You can also save the training and evaluation errors for later usage by passing a reference class.
logger <- mx.metric.logger$new()
model <- mx.model.FeedForward.create(
lro, X=train.x, y=train.y,
eval.data=list(data=test.x, label=test.y),
ctx=mx.cpu(), num.round=10, array.batch.size=20,
learning.rate=2e-6, momentum=0.9, eval.metric=mx.metric.rmse,
epoch.end.callback = mx.callback.log.train.metric(5, logger))
## Auto detect layout of input matrix, use rowmajor..
## Start training with 1 devices
## [1] Train-rmse=19.1083228733256
## [1] Validation-rmse=12.7150687428974
## [2] Train-rmse=15.7684378116157
## [2] Validation-rmse=14.8105319420491
............
head(logger$train)
## [1] 19.108323 15.768438 13.531470 11.386050 9.555477 9.351324
head(logger$eval)
## [1] 12.715069 14.810532 15.840361 10.898733 9.349706 9.363087
How to write your own callback functions¶
You can find the source code for two callback functions from here and they can be used as your template:
Basically, all callback functions follow the structure below:
mx.callback.fun <- function() {
function(iteration, nbatch, env) {
}
}
The mx.callback.save.checkpoint
function below is stateless. It just get the model from environment and save it.
mx.callback.save.checkpoint <- function(prefix, period=1) {
function(iteration, nbatch, env) {
if (iteration %% period == 0) {
mx.model.save(env$model, prefix, iteration)
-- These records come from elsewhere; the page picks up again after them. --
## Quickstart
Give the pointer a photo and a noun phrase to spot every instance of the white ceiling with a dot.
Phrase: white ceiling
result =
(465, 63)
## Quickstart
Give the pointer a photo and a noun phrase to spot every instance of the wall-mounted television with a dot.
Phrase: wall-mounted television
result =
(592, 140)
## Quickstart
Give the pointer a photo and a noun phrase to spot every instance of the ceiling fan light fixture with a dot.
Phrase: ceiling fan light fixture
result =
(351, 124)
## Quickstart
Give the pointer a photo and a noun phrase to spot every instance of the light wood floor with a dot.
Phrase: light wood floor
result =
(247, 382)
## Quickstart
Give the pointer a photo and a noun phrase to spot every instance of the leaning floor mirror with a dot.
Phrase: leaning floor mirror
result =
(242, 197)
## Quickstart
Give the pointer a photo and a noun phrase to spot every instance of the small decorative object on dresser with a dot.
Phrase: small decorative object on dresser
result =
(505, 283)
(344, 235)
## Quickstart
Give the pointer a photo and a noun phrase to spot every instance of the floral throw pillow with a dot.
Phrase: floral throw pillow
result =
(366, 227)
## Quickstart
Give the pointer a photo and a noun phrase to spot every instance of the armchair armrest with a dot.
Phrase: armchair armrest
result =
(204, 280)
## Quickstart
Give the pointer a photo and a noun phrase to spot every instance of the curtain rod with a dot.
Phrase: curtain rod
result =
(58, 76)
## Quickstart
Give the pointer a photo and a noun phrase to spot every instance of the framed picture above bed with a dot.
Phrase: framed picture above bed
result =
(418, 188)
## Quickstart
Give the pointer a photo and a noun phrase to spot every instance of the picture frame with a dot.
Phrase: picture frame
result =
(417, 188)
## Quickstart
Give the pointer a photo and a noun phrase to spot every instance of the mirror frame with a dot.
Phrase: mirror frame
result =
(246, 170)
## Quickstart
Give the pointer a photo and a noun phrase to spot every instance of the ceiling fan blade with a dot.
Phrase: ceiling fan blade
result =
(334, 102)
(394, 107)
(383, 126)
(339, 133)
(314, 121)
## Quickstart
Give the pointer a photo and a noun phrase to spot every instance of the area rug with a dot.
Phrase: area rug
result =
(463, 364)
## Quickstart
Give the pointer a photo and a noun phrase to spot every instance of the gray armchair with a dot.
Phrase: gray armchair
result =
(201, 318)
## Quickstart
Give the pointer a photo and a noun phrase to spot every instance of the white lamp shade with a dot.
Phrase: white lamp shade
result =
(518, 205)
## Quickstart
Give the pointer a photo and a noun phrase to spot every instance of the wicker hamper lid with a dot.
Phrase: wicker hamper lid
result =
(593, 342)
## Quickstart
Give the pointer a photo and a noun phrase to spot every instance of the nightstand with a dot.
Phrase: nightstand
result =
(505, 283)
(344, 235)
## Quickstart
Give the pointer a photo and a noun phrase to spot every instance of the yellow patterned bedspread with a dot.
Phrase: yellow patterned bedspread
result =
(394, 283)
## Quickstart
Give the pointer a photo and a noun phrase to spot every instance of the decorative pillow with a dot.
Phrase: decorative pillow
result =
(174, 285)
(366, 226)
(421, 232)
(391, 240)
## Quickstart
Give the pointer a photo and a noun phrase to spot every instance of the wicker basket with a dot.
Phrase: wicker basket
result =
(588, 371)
cat(sprintf("Model checkpoint saved to %s-%04d.params\n", prefix, iteration))
}
return(TRUE)
}
}
The mx.callback.log.train.metric
is a little more complex. It will hold a reference class and update it during the training
process.
mx.callback.log.train.metric <- function(period, logger=NULL) {
function(iteration, nbatch, env) {
if (nbatch %% period == 0 && !is.null(env$metric)) {
result <- env$metric$get(env$train.metric)
if (nbatch != 0)
cat(paste0("Batch [", nbatch, "] Train-", result$name, "=", result$value, "\n"))
if (!is.null(logger)) {
if (class(logger) != "mx.metric.logger") {
stop("Invalid mx.metric.logger.")
}
logger$train <- c(logger$train, result$value)
if (!is.null(env$eval.metric)) {
result <- env$metric$get(env$eval.metric)
if (nbatch != 0)
cat(paste0("Batch [", nbatch, "] Validation-", result$name, "=", result$value, "\n"))
logger$eval <- c(logger$eval, result$value)
}
}
}
return(TRUE)
}
}
Now you might be curious why both callback functions return(TRUE)
.
Can we return(FALSE)
?
Yes! You can stop the training early by return(FALSE)
. See the examples below.
mx.callback.early.stop <- function(eval.metric) {
function(iteration, nbatch, env) {
if (!is.null(env$metric)) {
if (!is.null(eval.metric)) {
result <- env$metric$get(env$eval.metric)
if (result$value < eval.metric) {
return(FALSE)
}
}
}
return(TRUE)
}
}
model <- mx.model.FeedForward.create(
lro, X=train.x, y=train.y,
eval.data=list(data=test.x, label=test.y),
ctx=mx.cpu(), num.round=10, array.batch.size=20,
learning.rate=2e-6, momentum=0.9, eval.metric=mx.metric.rmse,
epoch.end.callback = mx.callback.early.stop(10))
## Auto detect layout of input matrix, use rowmajor..
## Start training with 1 devices
## [1] Train-rmse=18.5897984387033
## [1] Validation-rmse=13.5555213820571
## [2] Train-rmse=12.5867564040256
## [2] Validation-rmse=9.76304967080928
You can see once the validation metric goes below the threshold we set, the training process will stop early.